While Van Ronk also offered that he should have waited a year or two before recording the pieces and thought of the work "as a journeyman's progress report" who "starting to get the hang of it," the album is filled with some excellent fret work, distinctive singing, and potent mixtures of humor and activism.  It wasn't more than a few years before folk was passed by in favor of rock (note Van Ronk's friend Bob Dylan's decision to go electric in 1965) and Van Ronk became something of a forgotten figure, though he remained active until his death in 2002 at age 65.

This album, though, is a potent reminder of what an immensely talented musician Dave Van Ronk was and it's great that the Smithsonian put this together after its absorption of the Folkways inventory.

Wednesday, August 17, 2016

Sonny Sharrock: Guitar

Can't say why it's taken almost four years to post a Sonny Sharrock album here, following his masterpiece Ask the Ages, but, in any case, his pure solo album, Guitar, is not far behind on the list of favorite Sharrock records.

Released on Enemy Records in 1986, not long after Sharrock was tracked down by bassist/producer Bill Laswell and convinced to make a comeback in music, this Sharrock/Laswell production was a perfect way to showcase the unbelievable talent that the guitarist possessed.

This is true with his well-known and well-honed slide guitar technique, in which Sharrock ranged and raged up and down the frets like a madman, but it is also true with his affinity for the blues and his knack for melody.  It is all these facets and more that made him the master that he was.

So, yes, there is plenty of rapid-fire playing with the slide and without, but there are also some very beautiful sections with plaintive melodies, soaring soloing and a playful humor that goes far beyond the pyrotechnics.

"Blind Willie" has a memorable melodic statement with a drone-like background as well as soloing that demonstrates what Sharrock could be inventive not just fast, though there's some of that, too.  "Devil's Doll Baby" has a background howling using that slide, while he solos impressively on top to create a wild effect that maybe explains the the title.


"Broken Toys" starts off in a kind of ambient mode with a pretty theme and then solos over that mellower playing, but in a way that is perfectly complementary even as it has contrasting colors.  "Black Bottom" has an old-school rock rhythm motif with a strange, otherwordly background before the soloing takes on a blues direction and includes some of the finest on the record.  "Kula Mae" has another excellent example of a rhythm that supports the often-breathtaking soloing that Sharrock was known for.in the first 1:15, and then the tune changes gear completely into another rock rhythm and some blistering fret work.

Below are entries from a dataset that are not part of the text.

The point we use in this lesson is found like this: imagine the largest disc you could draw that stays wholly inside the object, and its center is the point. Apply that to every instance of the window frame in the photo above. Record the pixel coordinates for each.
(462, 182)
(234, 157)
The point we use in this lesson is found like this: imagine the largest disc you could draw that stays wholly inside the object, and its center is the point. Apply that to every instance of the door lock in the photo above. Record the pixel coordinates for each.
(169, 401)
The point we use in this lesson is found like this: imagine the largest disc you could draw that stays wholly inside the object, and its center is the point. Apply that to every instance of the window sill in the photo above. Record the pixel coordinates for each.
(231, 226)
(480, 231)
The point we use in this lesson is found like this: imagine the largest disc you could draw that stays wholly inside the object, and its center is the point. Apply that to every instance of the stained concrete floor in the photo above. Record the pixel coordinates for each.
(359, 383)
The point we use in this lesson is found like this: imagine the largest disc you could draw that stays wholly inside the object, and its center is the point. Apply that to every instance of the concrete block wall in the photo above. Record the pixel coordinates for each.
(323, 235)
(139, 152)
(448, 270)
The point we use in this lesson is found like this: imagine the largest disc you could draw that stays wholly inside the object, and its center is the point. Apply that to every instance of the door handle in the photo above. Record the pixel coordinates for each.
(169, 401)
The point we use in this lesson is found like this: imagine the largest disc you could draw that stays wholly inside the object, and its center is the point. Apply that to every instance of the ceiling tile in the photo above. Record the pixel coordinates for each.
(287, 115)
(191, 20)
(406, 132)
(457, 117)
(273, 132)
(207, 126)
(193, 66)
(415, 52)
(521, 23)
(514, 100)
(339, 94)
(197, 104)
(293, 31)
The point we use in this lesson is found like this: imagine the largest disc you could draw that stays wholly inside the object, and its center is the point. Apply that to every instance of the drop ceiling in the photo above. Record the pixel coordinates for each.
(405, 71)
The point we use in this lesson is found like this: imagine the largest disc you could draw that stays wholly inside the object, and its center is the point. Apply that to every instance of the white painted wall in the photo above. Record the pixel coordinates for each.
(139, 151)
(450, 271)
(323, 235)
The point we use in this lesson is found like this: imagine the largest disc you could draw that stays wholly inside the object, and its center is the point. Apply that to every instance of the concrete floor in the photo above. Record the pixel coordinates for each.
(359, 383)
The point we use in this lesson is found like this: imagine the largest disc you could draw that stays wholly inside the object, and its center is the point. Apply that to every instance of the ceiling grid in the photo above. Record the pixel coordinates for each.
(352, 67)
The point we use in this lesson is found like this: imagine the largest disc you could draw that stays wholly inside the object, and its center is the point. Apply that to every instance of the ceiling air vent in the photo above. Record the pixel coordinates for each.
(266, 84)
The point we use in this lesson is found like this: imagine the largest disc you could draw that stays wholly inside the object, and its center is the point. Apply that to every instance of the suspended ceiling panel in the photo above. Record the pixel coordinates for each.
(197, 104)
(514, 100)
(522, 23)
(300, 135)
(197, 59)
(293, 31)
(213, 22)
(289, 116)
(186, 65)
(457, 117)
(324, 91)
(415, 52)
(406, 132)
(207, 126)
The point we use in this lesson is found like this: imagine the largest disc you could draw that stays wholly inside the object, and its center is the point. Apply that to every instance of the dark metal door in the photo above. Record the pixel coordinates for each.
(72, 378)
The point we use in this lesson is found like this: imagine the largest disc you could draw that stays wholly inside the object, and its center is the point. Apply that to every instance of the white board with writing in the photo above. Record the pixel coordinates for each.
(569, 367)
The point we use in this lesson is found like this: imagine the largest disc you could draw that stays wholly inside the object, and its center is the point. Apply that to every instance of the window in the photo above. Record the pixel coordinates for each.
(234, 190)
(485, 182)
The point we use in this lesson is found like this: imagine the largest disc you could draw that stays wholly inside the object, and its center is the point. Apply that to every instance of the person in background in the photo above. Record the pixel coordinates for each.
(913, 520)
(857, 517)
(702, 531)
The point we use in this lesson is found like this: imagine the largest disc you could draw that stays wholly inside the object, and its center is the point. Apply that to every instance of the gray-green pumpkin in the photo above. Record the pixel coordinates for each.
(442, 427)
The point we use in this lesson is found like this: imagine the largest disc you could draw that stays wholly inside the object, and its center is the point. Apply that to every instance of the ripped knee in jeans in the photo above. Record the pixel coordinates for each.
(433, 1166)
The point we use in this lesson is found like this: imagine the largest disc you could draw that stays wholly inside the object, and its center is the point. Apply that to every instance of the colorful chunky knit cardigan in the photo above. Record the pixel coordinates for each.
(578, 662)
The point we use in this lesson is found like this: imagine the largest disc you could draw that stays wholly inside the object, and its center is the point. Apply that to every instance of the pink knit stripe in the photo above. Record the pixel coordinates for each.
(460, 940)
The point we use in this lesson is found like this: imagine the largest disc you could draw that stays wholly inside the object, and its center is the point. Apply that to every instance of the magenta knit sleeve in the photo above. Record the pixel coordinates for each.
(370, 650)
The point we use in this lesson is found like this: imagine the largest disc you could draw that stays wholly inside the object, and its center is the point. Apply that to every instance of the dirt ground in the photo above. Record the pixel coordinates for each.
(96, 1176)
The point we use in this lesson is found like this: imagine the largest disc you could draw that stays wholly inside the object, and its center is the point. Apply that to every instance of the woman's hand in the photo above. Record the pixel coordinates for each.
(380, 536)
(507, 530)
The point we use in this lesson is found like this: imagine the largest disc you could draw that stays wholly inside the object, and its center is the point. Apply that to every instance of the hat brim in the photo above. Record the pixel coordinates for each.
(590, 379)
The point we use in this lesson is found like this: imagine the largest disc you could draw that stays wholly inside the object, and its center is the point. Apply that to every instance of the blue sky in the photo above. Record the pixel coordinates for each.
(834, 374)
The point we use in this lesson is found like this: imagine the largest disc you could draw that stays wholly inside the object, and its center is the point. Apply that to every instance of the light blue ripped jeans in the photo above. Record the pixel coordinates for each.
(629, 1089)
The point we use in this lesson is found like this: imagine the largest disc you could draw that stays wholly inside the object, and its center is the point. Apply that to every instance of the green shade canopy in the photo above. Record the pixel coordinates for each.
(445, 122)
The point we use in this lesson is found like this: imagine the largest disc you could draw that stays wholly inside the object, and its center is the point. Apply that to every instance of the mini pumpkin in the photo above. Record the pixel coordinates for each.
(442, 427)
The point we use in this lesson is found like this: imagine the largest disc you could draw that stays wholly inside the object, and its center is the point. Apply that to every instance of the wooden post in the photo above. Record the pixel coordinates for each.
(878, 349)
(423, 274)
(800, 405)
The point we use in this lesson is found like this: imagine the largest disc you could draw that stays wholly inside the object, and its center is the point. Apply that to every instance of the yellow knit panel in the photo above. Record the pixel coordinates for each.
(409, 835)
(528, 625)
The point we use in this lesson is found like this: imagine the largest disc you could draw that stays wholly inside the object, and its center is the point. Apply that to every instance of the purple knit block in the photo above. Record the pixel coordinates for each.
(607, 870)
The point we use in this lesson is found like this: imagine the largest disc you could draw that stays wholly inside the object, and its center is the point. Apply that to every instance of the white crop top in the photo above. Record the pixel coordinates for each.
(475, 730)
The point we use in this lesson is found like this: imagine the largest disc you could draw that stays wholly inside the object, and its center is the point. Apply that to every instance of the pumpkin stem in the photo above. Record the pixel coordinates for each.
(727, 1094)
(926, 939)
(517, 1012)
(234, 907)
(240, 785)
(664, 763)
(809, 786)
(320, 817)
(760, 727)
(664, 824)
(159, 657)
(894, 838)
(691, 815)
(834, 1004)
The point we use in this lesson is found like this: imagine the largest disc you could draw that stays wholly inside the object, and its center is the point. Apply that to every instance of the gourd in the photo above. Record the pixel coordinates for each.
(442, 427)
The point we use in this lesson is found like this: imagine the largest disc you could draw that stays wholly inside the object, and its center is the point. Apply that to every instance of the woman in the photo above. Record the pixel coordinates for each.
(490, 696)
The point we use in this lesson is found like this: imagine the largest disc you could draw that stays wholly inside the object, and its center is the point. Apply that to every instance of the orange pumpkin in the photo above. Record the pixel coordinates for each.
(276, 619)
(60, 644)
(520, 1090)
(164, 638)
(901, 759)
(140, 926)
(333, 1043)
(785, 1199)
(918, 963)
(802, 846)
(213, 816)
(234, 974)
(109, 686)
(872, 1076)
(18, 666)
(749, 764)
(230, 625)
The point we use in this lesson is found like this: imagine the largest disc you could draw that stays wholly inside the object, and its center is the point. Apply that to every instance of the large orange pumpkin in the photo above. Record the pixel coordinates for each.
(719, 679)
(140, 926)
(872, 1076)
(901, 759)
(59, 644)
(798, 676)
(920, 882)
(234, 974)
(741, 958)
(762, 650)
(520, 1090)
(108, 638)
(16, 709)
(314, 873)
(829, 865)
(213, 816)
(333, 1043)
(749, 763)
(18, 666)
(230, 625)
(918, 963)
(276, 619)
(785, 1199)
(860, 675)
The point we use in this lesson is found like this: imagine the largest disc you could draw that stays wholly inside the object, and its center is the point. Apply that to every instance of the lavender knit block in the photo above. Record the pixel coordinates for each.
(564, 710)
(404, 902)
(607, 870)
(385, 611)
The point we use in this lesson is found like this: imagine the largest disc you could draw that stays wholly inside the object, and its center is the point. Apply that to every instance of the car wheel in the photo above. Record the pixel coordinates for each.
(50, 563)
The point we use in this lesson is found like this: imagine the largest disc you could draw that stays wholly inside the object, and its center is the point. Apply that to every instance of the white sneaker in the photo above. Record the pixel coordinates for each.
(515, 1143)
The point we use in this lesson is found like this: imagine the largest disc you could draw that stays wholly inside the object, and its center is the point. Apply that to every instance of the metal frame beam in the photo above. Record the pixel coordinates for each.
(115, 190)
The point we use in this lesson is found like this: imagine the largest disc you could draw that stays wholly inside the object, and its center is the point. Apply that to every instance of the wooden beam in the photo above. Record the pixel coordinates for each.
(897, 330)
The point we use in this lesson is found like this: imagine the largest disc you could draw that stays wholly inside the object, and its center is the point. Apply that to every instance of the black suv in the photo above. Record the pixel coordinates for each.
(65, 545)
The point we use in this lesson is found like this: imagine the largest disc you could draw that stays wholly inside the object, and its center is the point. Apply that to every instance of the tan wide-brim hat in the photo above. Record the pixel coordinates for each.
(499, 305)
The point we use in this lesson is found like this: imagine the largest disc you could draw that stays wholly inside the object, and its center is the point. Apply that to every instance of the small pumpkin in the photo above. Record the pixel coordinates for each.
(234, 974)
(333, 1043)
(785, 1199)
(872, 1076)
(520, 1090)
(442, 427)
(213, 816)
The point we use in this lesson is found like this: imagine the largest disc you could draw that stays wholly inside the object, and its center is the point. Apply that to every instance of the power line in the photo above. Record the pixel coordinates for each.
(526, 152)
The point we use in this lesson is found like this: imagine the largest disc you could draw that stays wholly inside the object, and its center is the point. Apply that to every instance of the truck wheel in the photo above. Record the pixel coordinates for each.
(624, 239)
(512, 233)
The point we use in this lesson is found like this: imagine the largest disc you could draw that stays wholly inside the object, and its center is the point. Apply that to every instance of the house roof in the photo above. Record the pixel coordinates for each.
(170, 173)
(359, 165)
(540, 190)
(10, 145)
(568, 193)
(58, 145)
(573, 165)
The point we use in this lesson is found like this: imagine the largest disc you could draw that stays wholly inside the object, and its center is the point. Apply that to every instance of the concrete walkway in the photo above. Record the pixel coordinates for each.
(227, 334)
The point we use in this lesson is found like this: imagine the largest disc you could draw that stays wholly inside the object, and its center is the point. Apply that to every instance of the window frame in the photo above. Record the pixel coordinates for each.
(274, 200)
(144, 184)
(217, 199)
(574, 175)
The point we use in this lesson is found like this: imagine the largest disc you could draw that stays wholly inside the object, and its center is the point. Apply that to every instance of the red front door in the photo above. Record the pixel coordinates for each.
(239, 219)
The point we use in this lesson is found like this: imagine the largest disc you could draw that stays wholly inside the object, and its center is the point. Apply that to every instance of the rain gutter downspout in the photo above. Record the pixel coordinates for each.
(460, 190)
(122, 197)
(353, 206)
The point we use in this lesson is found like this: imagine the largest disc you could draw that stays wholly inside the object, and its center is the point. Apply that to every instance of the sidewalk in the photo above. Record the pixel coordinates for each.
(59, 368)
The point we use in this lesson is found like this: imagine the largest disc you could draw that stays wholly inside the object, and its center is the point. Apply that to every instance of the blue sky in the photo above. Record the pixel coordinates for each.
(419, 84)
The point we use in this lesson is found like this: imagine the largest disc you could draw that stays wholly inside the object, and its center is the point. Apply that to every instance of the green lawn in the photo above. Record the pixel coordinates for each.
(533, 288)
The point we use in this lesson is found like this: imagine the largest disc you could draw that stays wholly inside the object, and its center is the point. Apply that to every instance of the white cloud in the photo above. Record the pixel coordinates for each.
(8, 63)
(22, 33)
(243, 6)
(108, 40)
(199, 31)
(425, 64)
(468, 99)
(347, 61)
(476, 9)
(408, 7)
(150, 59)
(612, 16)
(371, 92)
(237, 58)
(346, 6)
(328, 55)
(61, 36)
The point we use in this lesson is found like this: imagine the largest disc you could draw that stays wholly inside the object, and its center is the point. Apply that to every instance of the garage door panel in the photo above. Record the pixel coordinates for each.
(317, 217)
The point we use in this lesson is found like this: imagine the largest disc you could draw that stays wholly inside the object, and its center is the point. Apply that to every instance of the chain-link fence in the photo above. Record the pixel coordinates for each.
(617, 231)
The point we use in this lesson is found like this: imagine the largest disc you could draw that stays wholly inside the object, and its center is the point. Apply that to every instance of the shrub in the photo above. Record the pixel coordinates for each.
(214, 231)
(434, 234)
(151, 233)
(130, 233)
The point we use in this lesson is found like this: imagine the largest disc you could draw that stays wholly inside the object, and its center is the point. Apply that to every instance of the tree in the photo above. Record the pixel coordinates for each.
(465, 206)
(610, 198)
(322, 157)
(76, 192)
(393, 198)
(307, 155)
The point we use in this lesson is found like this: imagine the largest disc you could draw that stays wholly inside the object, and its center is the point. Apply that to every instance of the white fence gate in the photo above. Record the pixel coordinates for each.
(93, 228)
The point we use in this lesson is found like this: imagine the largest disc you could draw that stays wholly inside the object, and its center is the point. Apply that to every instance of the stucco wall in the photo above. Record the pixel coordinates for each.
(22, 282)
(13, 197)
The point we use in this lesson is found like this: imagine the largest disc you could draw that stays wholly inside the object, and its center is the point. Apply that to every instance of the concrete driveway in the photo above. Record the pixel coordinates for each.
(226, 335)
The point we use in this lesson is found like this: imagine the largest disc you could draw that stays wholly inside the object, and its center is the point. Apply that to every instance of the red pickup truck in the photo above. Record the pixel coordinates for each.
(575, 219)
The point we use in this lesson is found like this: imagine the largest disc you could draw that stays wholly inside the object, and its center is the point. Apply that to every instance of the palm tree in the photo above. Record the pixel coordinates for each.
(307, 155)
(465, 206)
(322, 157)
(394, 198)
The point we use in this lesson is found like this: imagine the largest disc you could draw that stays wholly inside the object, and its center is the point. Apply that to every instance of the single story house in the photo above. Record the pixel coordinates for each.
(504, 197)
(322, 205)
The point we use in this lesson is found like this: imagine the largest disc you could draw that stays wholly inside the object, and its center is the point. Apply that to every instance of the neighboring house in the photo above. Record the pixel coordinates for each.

But it is the "Princess Sonata" in four parts over thirteen minutes that is the centerpiece of this album, taking all those elements of Sharrock's playing mentioned above and crystallizing them into a fully realized piece of music.  The "Princess and the Magician" section shows Sharrock blazing away, while "Like Voices of Sleeping Birds" takes him into some "out there" slide work.  "Flowers Laugh" has a playful backing, while the guitarists works the frets in a short showcase.  "They Enter the Dream" has a pretty backing statement over which the solo soars majestically and shreds in equal measure, providing a great way to end a remarkable album.

Guitar is a perfectly understated title for this showcase of one of the greatest and most underappreciated guitarists in all of music.  While Sharrock is generally thought of as a free jazz guitarist, he developed a style that was all-encompassing, taking in rock, blues and other forms, as well as jazz, to the point where, to this blogger, there is no label that applies.

Instead, Sonny Sharrock blazed his own musical path from the mid-80s until his untimely passing in 1994.  This album is one of the best ways to appreciate Sharrock in his pure, undiluted artistry, though Ask the Ages is, to this listener, his best work.